An Inertial Navigation System has several advantages over other navigational systems.
It does not require any external information, so it can provide navigational information when no NAVAID signals are being received.
It provides both POSITION and ATTITUDE information. Given accurate data, an INS can give precise bearing and range to Way Points and Destinations.
An inertial platform continually measures the accelerations of the aircraft in the North/South and the East/West axes. The INS calculates velocities from the measured accelerations. Track and Groundspeed can be obtained from these velocities. Distance travelled by the aircraft in the North/South and East/West axes is calculated from the velocities.
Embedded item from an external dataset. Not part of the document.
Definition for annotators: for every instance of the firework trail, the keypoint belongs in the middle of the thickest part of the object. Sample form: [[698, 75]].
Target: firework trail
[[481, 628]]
If an accurate position is inserted into the INS before the aircraft taxis, then a continuous readout of position can be obtained.
An INS is a completely self-contained system and independent of ground based navigation aids. Once it has been supplied with initial, correct, position information, it is capable of providing an accurate display of position, attitude, and heading. It can calculate the track and distance between two points, display cross error, provide ETAs, ground speed and wind information. It can also provide guidance and steering information for the pilot instruments.
The system consists of the inertial platform, interior accelerometers and a computer. The platform, which senses the movement of the aircraft over the ground, contains two gyroscopes. These maintain their orientation in space while the accelerometers sense all direction changes and rate of movement.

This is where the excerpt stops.